July 16, 2021

Erle Stanley Gardner

Tomorrow is the birthday of Erle Stanley Gardner, author of the Perry Mason novels.  Born in 1889, Gardner studied law on his own after high school and passed the bar in California in 1911. He worked off and on as an attorney until 1933 when his first Mason book The Case of the Velvet Claws was published. The rest, as they say, is history.

His writing career began in 1923 when he had his first story published in a pulp fiction magazine. He wrote stories for many of these magazines, setting for himself a goal of 1,200,000 words per year. These were written in his spare time, mind you. He then began to write different series of books involving mystery and the law, using seven pseudonyms. The eighty Perry Mason novels were published under his own name.

Radio gave Perry Mason a voice, that of John Larkin. When producers wanted to bring Mason to television as a soap opera, Gardner refused, so they thinly disguised him and gave him the name Mike Karr, played by John Larkin, on the soap The Edge of Night. When Perry Mason came to television in 1957, he was portrayed by Raymond Burr. (John Larkin appeared several times on the show as unrelated characters.) The show was successful, running for nine seasons, with Gardner appearing as a judge in the final episode.

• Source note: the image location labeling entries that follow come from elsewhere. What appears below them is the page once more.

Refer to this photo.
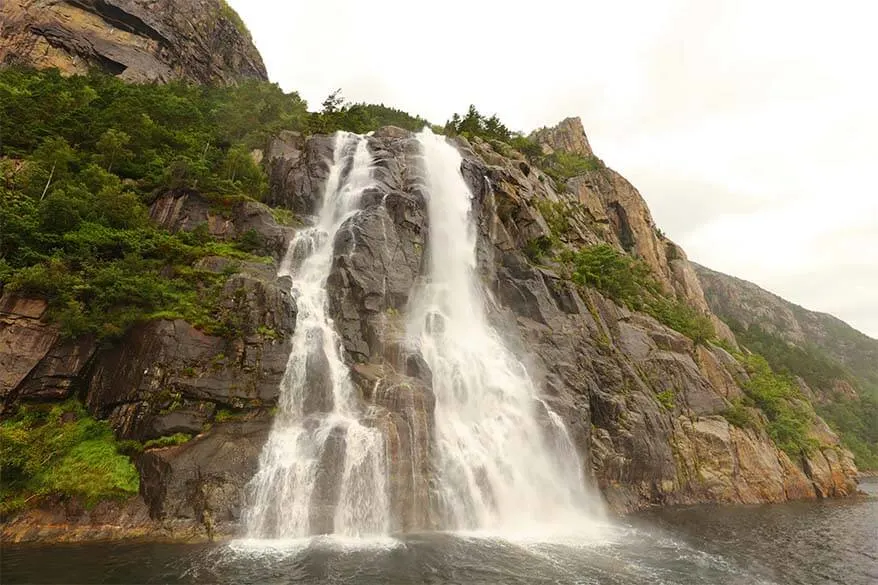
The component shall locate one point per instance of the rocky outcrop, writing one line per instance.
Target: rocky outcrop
(567, 136)
(35, 362)
(236, 219)
(643, 401)
(198, 488)
(203, 41)
(168, 376)
(644, 404)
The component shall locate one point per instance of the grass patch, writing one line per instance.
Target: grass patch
(168, 441)
(61, 450)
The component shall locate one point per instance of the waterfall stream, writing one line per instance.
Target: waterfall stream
(503, 461)
(321, 470)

We have a number of the Perry Mason books (maybe 25 or so, nothing near 80). Are they great literature? No, but they are fun and entertaining. Just how does he win every time and how does D.A. Hamilton Burger keep his job, losing to Perry every time? As for the tv show, we have all nine seasons. It’s my favorite tv show and I watch one every weekday with my morning coffee (watching another one Friday nights when we can stay up later). 

By 1937 Gardner moved to a ranch in Temecula California, living and writing there until his death in 1970 (just five days after the death of William Hopper who played detective Paul Drake for the entire run of the tv show). Proving how popular Perry Mason was, CBS produced 30 movies from 1985 to 1995. Raymond Burr had died in 1993, so the last two years were done with lawyers other than Mason. Barbara Hale who played Della Street in the original series was also in these films with her real-life son William Katt playing Paul Drake, Jr. in the first nine movies. Is that enough coincidence?

Gardner founded The Court of Last Resort in the 1940s. Quoting Wikipedia, The Court was “an organization that was dedicated to helping people who were imprisoned unfairly or couldn’t get a fair trial.” Over the years he spent thousands of hours, along with friends in the legal and forensic fields, researching and helping people get the legal help they needed to rectify injustices. He wrote a book about this in 1952, which was then made into a tv series of the same name. How does one person have the time and talent to write so many books and help so many people? I don’t know, but I wish we could bottle it.